Types of remote sensing technologies include air-borne, space-borne, ground-based, and sea-based remote sensing technologies with a wealth of sensors onboard different platforms. These sensors are designed to observe electromagnetic, acoustic, ultrasonic, seismic, and magnetic energy for environmental monitoring and earth observation. This book focuses on remote sensing sensors making use of the electromagnetic spectrum for environmental decision making. These sensors generally detect reflected and emitted energy wavelengths ranging from ultraviolet to optical, to infrared, to microwave remote sensing that can measure the electromagnetic energy.

Over the last few decades, satellite remote sensing that aims to observe solar radiation has become an invaluable tool for providing estimates of spatial and temporal time series variables with electromagnetic sensors. The traditional image-processing algorithms often involve image restoration, image enhancement, image segmentation, image transformation, image fusion, and data assimilation with feature extraction/classification models. With the availability of field observations, such image-processing efforts enable us to provide our society with an unprecedented learning capacity to observe, monitor, and quantify the fluxes of water, sediment, solutes, and heat through varying pathways at different scales on the surface of Earth. Environmental status and ecosystem state can then be assessed through a more lucid and objective approach. Yet this requires linking remote sensing image processing with change detection in a more innovative way.
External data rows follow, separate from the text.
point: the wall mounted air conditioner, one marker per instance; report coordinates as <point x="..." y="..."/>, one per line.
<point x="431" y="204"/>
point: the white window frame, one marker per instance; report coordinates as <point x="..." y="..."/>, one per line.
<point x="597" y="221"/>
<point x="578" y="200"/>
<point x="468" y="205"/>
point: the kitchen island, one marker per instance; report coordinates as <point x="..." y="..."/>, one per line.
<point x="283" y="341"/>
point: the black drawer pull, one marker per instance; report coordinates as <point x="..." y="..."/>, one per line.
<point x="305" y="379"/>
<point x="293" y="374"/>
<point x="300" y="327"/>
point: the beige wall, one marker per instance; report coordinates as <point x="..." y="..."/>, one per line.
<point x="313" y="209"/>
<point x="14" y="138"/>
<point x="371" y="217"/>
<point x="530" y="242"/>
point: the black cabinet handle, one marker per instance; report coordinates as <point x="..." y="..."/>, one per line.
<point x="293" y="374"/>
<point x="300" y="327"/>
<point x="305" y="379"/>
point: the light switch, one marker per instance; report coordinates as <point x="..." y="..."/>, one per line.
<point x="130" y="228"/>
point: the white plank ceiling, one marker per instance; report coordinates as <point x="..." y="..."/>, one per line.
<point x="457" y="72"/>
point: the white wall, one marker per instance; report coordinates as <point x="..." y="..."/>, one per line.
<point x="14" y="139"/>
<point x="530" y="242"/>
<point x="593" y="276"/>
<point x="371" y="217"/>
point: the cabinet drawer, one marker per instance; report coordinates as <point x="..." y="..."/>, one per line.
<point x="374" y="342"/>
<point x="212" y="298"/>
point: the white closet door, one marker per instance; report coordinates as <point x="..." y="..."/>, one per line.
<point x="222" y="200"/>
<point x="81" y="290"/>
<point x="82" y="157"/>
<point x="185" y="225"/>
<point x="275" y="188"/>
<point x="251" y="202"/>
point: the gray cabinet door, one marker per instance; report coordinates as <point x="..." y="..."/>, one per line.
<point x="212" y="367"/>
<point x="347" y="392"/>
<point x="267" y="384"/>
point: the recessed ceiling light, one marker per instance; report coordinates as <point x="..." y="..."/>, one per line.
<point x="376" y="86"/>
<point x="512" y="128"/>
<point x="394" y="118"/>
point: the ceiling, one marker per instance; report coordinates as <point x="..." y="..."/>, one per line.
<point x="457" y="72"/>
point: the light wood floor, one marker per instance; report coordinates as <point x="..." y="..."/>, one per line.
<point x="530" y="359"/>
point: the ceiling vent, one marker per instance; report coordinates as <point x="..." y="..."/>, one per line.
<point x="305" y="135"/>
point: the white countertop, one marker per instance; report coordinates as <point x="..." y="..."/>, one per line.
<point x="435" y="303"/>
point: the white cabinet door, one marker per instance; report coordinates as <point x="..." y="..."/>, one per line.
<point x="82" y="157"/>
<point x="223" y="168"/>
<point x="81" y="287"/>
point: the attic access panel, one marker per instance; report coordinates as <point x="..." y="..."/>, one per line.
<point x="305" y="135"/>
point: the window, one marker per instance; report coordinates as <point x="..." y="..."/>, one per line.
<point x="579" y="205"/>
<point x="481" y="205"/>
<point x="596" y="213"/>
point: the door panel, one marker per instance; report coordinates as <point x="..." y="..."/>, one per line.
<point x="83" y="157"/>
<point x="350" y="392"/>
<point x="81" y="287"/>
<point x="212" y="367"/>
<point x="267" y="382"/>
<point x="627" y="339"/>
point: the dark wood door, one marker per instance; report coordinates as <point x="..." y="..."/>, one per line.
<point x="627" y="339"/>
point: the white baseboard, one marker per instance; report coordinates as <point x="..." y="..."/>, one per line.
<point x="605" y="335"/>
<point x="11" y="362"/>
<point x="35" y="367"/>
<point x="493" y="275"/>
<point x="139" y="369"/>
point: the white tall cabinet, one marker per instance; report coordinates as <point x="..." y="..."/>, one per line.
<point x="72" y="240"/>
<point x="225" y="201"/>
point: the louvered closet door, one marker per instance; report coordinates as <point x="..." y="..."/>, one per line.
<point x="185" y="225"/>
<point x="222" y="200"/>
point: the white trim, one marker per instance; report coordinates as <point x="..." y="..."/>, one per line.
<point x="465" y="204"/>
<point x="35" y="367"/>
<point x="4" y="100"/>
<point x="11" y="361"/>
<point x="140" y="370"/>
In an attempt to enlarge the application potential, sensor and data fusion with improved spatial, temporal, and spectral resolution has become a precious decision support tool that helps observe complex and dynamic Earth systems at different scales. The need to build more comprehensive and predictive capabilities requires intercomparing earth observations across remote sensing platforms and in situ field sites, leading to cohesively explore multiscale earth observation from local up to a regional or global extent for scientific investigation (CUAHSI, 2011). Recent advancements in artificial intelligence techniques have motivated a significant initiative of advanced image processing for better feature extraction, information retrieval, classification, pattern recognition, and knowledge discovery. In concert with image and data fusion, the use of machine learning and an ensemble of classifiers to enhance such an initiative are gaining more attention. The progress in this regard will certainly help answer more sophisticated and difficult science questions as to how environmental, ecological, meteorological, hydrological, and geological components interact with each other in Earth systems.

Given the complexity of these technologies and the diversity of application domains, various ultraviolet, optical, infrared, and microwave remote sensing technologies must be used, either independently or collectively, in dealing with different challenges. To achieve a sound system design for remote sensing, the “system-of-systems engineering” (SoSE) approach must often be applied for tackling these complexities and challenges. SoSE is a set of developing processes, tools, and methods for designing, redesigning, and deploying solutions to System-of-Systems challenges (United States Department of Defense, 2008). In support of various types of missions of environmental monitoring and earth observations, the main components associated with a remote sensing system that the system design has to consider include (Figure 1.1): (1) a source of the electromagnetic radiation (i.e., the sun) to be detected by the sensors mounted on air-borne, space-borne, sea-based, or ground-based platforms; (2) the targets to be detected on Earth’s surface which receive the incident energy from a source such as the sun and those targets which emit energy; (3) the quantity and type of sensor instruments to measure and record the reflected and/or emitted energy leaving Earth’s surface; (4) the platforms supporting satellite sensors and payload operations such as altitude, gesture, orbital trajectory control, instrument calibration, power supply, data compression and transmission through digital telemetry, and communication between the receiving station and the satellite or among satellites in a satellite constellation; (5) the receiving station that collects raw digital data or compressed data through a wireless communication network and converts them into an appropriate format; (6) the processing unit in charge of pre-processing the raw data through a suite of correction procedures that are generally performed for generating remote sensing data products prior to the distribution of the products or the imageries; (7) the knowledge discovery or information retrieval to be carried out by professional analysts to convert the pre-processed image data into various thematic information of interest using a suite of image-processing techniques; and (8) the end-user communities who may utilize these thematic products for applications.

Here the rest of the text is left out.